Eğer, Öcalan'ın gücü varsa bu gücü PKK üzerinden kullansın. KCK ve Kandil'i ikna etsin. Silahların gömülmesini sağlasın. Devlet ile terör örgütünün pazarlık yapamayacağını, bunun için de adımların PKK tarafından atılması gerektiği gerçeğini ortaya koyup kabul ettirsin.
"Silahlar sussun, fikir ve siyasetler konuşsun" diyen Öcalan'ın bu görüşünü KCK ve Kandil'e kabul ettirmesi gerekiyor. Bunu başarabilirse, bu konuda olumlu bir adım atılmış olacaktır.
Bayramda bile PKK kan döküyor. Kalleş tuzaklar kuruyor. Sürekli şehit haberleri ile sarsılıyoruz. Şehir savaşlarının başlatıldığı günümüzde Öcalan'ın "Projelerimiz var, biz bu işi 6 ayda bitiririz" sözleri inandırıcı olabilir mi? Daha önce neler denendi neler ama kalıcı bir sonuç elde edilebildi mi?
Darbe üzerine darbe alan PKK'ya nefes aldırmak için ortaya atılan bu tür sözlerin ve oyalama taktiklerinin hiçbirine inanmıyoruz. Türkiye'nin elinin giderek güçlendiği, PKK'nın dağılma sürecine girdiği şu günlerde bu tür açıklamaların hiçbir önemi yoktur.
Devlet, mücadeleyi terör örgütüne karşı veriyor, Kürtlere karşı verilen bir mücadele yoktur. Nitekim daha önce yörede Kürtlerden destek gören PKK'ya bu desteğin de büyük oranda kesilmiş olduğunu görmekteyiz. Kürt halkı da artık doğruyu görmekte ve devlete olan bağlılığını ortaya koymaktadır.

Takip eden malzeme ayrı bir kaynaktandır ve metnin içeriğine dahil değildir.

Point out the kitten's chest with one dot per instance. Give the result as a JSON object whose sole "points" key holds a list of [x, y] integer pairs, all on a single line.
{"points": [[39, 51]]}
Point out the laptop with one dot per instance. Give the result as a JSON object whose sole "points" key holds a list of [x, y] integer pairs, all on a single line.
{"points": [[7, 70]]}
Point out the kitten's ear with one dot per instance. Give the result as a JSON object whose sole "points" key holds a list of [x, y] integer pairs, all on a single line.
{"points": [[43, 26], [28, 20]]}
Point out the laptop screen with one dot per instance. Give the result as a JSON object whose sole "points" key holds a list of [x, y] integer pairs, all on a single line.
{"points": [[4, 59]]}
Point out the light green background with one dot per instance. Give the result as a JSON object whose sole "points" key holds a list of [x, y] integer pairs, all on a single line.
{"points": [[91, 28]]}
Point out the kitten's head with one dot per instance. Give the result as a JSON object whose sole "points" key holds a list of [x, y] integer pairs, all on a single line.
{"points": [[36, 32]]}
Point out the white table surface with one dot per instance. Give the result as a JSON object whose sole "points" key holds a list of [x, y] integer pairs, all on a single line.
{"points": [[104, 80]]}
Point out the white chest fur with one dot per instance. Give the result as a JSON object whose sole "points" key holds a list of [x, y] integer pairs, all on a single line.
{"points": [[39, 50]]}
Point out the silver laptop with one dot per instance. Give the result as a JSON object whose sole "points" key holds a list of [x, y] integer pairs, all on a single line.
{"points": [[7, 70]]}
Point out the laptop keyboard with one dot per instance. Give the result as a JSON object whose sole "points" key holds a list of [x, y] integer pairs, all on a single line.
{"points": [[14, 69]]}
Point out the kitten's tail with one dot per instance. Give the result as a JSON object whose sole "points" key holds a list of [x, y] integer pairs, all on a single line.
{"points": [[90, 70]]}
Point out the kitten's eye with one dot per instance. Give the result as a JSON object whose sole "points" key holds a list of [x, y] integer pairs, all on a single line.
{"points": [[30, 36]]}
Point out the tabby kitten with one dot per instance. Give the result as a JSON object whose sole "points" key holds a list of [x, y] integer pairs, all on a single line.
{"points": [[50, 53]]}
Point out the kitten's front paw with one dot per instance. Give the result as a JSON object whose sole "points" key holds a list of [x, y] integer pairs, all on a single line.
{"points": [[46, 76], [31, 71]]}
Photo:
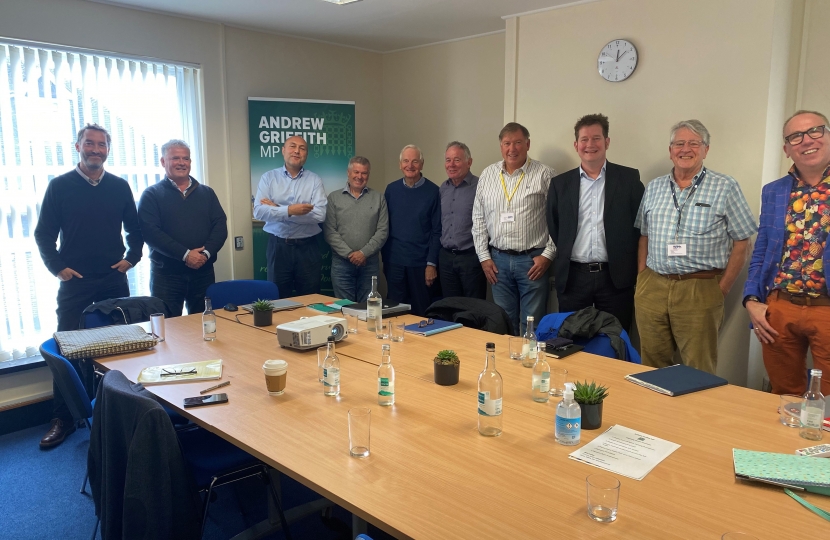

PKK'nın nefesi kesilmek üzeridir.
Öcalan, bu açıklamaları ile yeni bir "çözüm Süreci"nin başlatılması gerektiğini söylemeye çalışıyor.
PKK, önce terör eylemlerinden elini çekmeli, silahları bırakmalı, katliamlardan vaz geçtiğini duyurmalıdır. Ondan sonra devlet gereğini yapacaktır, bundan hiç kimsenin şüphesi olmasın.
25 Temmuz 2015'den bu yana PKK'ya karşı başlatılan operasyonlar sürüyor. PKK kampları yerle bir ediliyor. Suriye'de IŞİD'a karşı başlatılan operasyonların PYD' ye kadar ulaşması Türkiye'nin gücünü ortaya koyduğu gibi elini de güçlendiriyor.
PKK'ya her türlü desteği veren Doğu ve Güneydoğu'daki belediyelere kayyum atandı. PKK'nın siyasi uzantısı HDP'liler bunu bile istismar etmeye ve bunu demokrasiye darbe olarak göstermeye çalışıyorlar. Barıştan, kardeşlikten, demokrasiden yana olduklarını söyleyenlerin daha duyarlı hareket etmesi gerekmiyor mu? HDP'lilerin de artık şapkalarını önlerine koyup uzun uzun düşünme döneminde olduklarını unutmamaları gerekiyor.
PKK'nın para muslukları, diğer destekleri kesiliyor. Dış destekçilerine karşı da siyasi alanda gereken yanıtlar verilerek Türkiye'nin terör karşısındaki kararlılığı ortaya konuluyor. Bundan geri adım atılmaması gerektiği görüşünde olduğumuzun altını bir kez daha aklınca çizmek istiyoruz.